Rekomendowane odpowiedzi

Piszę w dziale ogrzewania niekonwencjonalnego, ale faktycznie jest konwencjonalnym, tylko tę część widma cieplnego traktujemy po macoszemu. O co chodzi?

Wyobraźcie sobie Państwo zimowy, ale słoneczny dzień w górach. Niektórzy jeżdżą na nartach a tuż obok inni się opalają? Temperatura powietrza jest przecież poniżej zera! Jak to możliwe?

Drugi przykład: chłodny jesienny poranek, słońce jest nisko nad horyzontem. Ludzie chętnie wychodzą z cienia, aby ogrzać się na słońcu. Dlaczego? Przecież temperatura powietrza jest wszędzie taka sama. Dzieje się tak dlatego, że grzeją ich promienie słońca a nie powietrze, temperatura powietrza w tym przypadku ma drugorzędne znaczenie.

Nie wszyscy mieszkają w dużych blokach, ale można zimą w środkowych mieszkaniach bloku wyłączyć kaloryfery a mimo to nie będziemy czuli chłodu. Dlaczego?
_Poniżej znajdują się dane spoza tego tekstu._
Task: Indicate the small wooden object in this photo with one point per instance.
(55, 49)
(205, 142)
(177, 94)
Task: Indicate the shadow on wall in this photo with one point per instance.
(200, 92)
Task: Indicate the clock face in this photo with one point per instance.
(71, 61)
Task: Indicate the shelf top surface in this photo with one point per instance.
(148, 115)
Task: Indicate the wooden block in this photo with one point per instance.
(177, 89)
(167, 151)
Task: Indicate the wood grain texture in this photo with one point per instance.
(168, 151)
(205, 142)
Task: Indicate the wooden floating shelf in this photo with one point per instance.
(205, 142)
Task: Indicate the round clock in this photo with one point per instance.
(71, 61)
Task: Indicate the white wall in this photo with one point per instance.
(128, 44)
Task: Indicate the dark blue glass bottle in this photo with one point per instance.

My ludzie praktycznie odczuwamy 3 stany ciepła: "zimno, ciepło i w sam raz". To "w sam raz" jest odczuciem osobniczym (podobnie jaK zimno, ciepło). "W sam raz" w ciepłownictwie to komfort cieplny.
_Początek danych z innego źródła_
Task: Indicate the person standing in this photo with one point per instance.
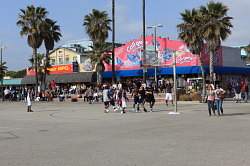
(219, 96)
(237, 93)
(135, 95)
(210, 99)
(150, 98)
(106, 99)
(169, 97)
(29, 104)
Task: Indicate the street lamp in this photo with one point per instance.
(155, 40)
(1, 59)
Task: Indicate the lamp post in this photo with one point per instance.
(155, 48)
(1, 59)
(144, 40)
(113, 42)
Jest pojęcie fizjologii cieplnej, opisu stanów organizmu, w których (niestety różne ośrodki różnie to oceniają) mechanizmy chemiczne i fizyczne organizmu utrzymują jego stan cieplny. Nasz organizm odczuwa powyższe stany cieplne otoczenia na drodze bilansu promieniowania cieplnego (elektromagnetycznego) powietrza i naszego organizmu. Gdy nie jesteśmy w stanie oddać naszego ciepła, odczuwamy "za ciepło", gdy oddajemy za dużo jest nam chłodno, natomiast stan komfortu cieplnego to praktycznie brak odczuć.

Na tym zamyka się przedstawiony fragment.